California Gov. Arnold Schwarzenegger has signed the law, which also requires applicants for a California Finance Lenders license to submit a set of fingerprints that state regulators will use to conduct the background check.
"This bill will add greater borrower protections for consumers against unscrupulous actors without adding an unnecessary burden on applicants," Schwarzenegger said in a statement.
The bill was filed by Rep. Dave Cogdill, R-Modesto.
"Californians work very hard for their money and we ought to help them protect it," Cogdill said in a statement. "By requiring lenders to undergo a simple background check, we can prevent a few bad actors in the industry from committing devastating financial fraud."
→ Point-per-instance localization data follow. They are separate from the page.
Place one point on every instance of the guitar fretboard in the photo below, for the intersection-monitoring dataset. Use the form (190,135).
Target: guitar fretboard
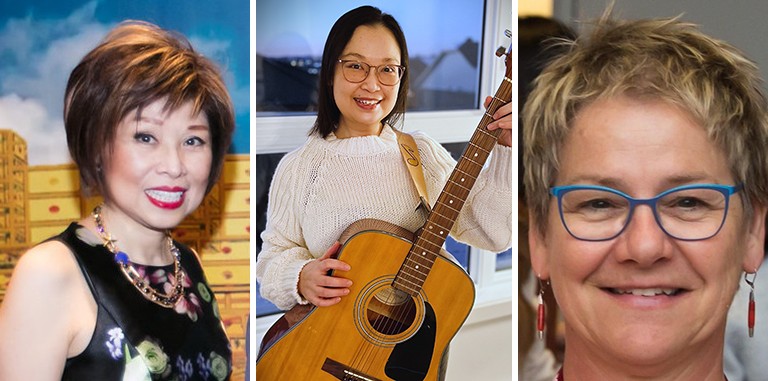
(431,238)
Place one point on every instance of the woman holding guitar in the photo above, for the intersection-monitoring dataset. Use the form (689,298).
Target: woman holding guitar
(351,169)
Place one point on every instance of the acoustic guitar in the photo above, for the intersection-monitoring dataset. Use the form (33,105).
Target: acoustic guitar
(407,299)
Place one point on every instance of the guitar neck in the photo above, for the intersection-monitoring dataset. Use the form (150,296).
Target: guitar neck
(446,210)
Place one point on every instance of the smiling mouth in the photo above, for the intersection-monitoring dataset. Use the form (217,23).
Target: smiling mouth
(646,291)
(367,102)
(163,196)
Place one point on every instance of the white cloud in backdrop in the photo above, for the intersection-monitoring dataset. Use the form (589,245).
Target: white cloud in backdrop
(36,58)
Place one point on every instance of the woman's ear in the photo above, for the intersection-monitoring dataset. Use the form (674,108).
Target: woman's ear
(755,239)
(538,247)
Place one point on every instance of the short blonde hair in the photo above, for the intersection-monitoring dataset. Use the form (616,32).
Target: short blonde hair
(664,59)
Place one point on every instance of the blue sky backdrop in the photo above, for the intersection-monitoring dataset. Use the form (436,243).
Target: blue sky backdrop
(41,41)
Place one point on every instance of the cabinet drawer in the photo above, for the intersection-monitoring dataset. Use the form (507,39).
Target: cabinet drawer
(55,209)
(226,250)
(237,200)
(237,171)
(227,274)
(53,180)
(236,227)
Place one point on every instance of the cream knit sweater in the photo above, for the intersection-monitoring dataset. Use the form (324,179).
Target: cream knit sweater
(322,187)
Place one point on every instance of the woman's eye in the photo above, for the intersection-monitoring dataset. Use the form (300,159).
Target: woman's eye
(195,141)
(687,203)
(143,138)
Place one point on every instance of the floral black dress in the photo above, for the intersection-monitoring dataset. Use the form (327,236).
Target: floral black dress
(135,339)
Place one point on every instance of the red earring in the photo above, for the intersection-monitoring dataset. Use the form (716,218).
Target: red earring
(751,311)
(541,319)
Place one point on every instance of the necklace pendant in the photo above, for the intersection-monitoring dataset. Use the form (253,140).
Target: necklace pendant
(121,258)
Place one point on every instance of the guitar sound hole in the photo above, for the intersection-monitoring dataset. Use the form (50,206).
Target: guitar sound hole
(391,311)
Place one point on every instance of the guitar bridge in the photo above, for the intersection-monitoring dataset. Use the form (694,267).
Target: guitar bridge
(343,372)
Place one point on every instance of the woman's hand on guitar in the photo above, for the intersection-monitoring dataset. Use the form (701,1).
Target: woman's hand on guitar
(502,119)
(317,286)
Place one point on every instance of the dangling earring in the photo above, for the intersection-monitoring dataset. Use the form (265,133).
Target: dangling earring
(751,311)
(541,313)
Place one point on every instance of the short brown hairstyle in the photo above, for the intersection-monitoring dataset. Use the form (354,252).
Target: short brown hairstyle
(135,65)
(663,59)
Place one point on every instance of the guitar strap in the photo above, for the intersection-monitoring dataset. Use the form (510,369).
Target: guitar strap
(413,162)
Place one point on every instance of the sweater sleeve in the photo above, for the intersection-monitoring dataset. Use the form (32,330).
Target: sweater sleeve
(485,221)
(284,251)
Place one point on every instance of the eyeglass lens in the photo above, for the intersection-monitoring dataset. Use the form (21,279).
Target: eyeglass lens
(357,72)
(689,214)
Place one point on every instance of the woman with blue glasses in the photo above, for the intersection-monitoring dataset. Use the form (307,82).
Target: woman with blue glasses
(646,177)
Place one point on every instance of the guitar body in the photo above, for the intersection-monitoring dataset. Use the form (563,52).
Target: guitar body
(376,332)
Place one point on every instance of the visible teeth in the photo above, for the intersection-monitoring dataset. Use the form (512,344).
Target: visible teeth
(164,196)
(647,291)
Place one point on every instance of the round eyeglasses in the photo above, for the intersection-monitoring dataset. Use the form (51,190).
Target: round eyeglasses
(356,72)
(688,213)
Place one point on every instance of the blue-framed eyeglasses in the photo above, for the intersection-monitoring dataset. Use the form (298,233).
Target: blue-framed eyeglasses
(688,213)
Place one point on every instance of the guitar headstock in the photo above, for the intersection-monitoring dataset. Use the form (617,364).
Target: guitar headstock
(508,53)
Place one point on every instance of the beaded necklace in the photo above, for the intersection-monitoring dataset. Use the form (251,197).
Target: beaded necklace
(121,258)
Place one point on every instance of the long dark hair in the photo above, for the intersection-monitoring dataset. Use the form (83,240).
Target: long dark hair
(328,113)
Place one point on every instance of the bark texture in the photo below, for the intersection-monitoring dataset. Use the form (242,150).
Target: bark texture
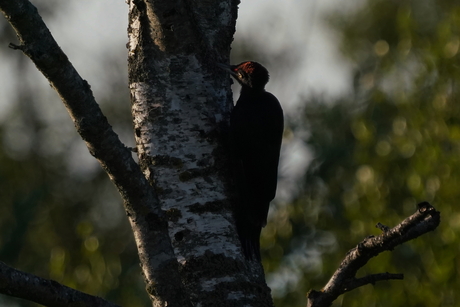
(141,203)
(181,102)
(426,219)
(44,291)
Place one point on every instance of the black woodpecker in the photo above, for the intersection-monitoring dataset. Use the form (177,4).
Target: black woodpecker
(256,130)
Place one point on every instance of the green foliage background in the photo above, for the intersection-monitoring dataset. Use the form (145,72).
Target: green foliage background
(392,142)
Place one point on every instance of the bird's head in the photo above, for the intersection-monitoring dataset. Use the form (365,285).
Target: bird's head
(248,74)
Cogdill said he filed the bill in the wake of the DreamLife Financial scandal. DreamLife was a mortgage broker operated by Tony and Nansi Masihi Daniloo. The couple has been charged with 55 felony counts of grand theft and elder abuse for allegedly duping nearly $2 million from homeowners in a mortgage loan fraud scheme.
Both have pleaded not guilty and await trial.
DreamLife received state licenses in California and "brought the current law's shortcoming" to his attention, Cogdill said.
Current state law requires residential mortgage lenders, real estate appraisers and escrow agents to undergo criminal checks before their license applications are approved.
"Finance lenders are the only professionals within the industry who are not subject to this requirement," he said.
The new law will prevent similar situations to DreamLife "by preventing financial companies who have a history of fraud in other types of lending from obtaining a...license in order to continue their predatory practices," Cogdill said.
"Clearly criminals could exploit this dangerous loophole in state law," he said. "The DreamLife debacle is just one example of why we need increased safeguards in the lending industry. Californians...deserve to know if a lender has a criminal history."
Schwarzenegger said he is "sensitive to the industry's concern" that the law may result in duplication for some license holders who may work in multiple areas of the mortgage industry and who have already submitted fingerprints. In those cases the original set of fingerprints will be used so the applicant does not have to submit another set, he said.
Schwarzenegger said he is taking "the necessary and appropriate steps...to ensure (the legislation) does not result in duplicate fingerprint submissions for the same individual or application delays."